In my college days we were in the middle of things. We had martial law, tear gas, beatings. I knew of the groups mentioned in the movie and the general vibe of the Movement. My father, who ran a travel agency in those days, sent me FBI WANTED posters he received for the kids up in Madison, WI who blew up a building. That showed me the times and the dangers were real. Back then, the radicals were vigorously pursued, under limited technology of course (a lot relied on informers). It’s implausible that the FBI would be so zealous about tracking radicals down forty years later. But all the chase scenes and dogs and guns stuff was necessary to move the story, to make it typical box office fare.
The entertainment for me was watching Redford and Julie and Susan Sarandon and Nick Nolte and other veteran actors re-create and fan the flames of the Sixties arguments and, as well, exhibit their consumate on-screen skills.
Julie is still striking.
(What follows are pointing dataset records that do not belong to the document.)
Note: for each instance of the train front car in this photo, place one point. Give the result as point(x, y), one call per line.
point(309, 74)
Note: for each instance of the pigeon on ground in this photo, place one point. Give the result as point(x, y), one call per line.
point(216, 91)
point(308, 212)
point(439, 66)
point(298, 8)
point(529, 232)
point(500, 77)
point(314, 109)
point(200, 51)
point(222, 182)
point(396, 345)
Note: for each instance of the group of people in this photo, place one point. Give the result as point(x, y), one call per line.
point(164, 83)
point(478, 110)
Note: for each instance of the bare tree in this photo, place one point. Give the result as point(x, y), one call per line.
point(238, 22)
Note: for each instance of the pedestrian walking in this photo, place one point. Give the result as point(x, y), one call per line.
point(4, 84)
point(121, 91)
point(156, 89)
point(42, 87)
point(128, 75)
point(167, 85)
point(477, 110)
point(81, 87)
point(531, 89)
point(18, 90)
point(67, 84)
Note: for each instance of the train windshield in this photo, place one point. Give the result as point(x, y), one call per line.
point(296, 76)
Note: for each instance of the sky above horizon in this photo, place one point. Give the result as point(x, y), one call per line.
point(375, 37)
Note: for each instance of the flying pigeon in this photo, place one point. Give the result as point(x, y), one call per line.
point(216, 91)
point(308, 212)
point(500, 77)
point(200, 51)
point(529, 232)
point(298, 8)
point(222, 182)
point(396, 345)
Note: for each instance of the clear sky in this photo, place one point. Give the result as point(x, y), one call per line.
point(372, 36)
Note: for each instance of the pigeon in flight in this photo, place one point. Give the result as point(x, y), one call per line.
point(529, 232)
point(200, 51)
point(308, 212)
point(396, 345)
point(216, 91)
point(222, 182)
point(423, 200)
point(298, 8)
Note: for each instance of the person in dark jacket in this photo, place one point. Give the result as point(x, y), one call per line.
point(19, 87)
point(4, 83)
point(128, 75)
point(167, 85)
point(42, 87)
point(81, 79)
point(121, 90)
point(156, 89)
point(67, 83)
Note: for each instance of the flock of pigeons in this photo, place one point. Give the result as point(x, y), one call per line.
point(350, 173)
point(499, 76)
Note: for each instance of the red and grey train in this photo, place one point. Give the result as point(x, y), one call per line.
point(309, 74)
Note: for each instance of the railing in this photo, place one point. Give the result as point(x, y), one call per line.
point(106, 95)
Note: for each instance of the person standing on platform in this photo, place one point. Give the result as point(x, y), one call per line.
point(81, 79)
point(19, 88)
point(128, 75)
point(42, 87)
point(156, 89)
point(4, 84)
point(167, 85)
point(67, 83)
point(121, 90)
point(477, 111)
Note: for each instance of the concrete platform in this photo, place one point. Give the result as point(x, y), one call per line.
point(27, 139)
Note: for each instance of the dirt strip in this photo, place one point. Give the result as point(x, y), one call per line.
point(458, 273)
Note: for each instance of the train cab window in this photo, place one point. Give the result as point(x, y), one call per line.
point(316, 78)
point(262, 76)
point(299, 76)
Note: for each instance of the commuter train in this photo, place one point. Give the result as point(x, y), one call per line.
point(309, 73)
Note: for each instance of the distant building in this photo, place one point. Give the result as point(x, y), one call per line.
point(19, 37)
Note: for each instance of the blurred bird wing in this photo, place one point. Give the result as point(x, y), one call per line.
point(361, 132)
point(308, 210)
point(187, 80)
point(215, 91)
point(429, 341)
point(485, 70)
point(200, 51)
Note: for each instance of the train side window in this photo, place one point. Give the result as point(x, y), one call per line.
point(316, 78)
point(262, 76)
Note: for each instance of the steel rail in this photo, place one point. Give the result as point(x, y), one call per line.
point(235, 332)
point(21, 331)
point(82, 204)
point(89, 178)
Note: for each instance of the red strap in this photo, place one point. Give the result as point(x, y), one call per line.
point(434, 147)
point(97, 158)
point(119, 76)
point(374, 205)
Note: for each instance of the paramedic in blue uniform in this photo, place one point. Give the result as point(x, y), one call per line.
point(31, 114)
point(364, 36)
She played the most radical character, far-fetched, but what the hell. Seeing lithe Julie piloting a sailboat to smuggle pot and hanging out in Big Sur with Sam Eliott, or gracing a dark cabin in the deep Michigan woods (as filmed in Canada) were pretty good visual moments on film.
As for the script, I was willing to buy into the “radical forever” bit and the longstanding loyal brotherhood and cover-up between perpetrators. I was also willing to buy into Shia Labeouf’s role as Redford-warmed over, as young aggressive journalist. (Shia was also fascinating to watch in his deft approach to chicks.) I was relieved when Jackie Evancho skillfully portrayed Redford’s cute little pre-teen daughter and didn’t sing in the movie, though to hear her sing, like on PBS, is a trip unto itself.
The portrayal of the gung-ho FBI team was totally over the top. The Feds track Redford as if he had an atomic weapon or had murdered Santa Claus. His character is an old benign Sixties protester, that’s all, who happened to be associated with some folks in the past who went too far.
We get plenty of chances to see old Robert running around in the woods with his backpack and jeans and scruffy hair, as if he were flashing back on behalf of all of us.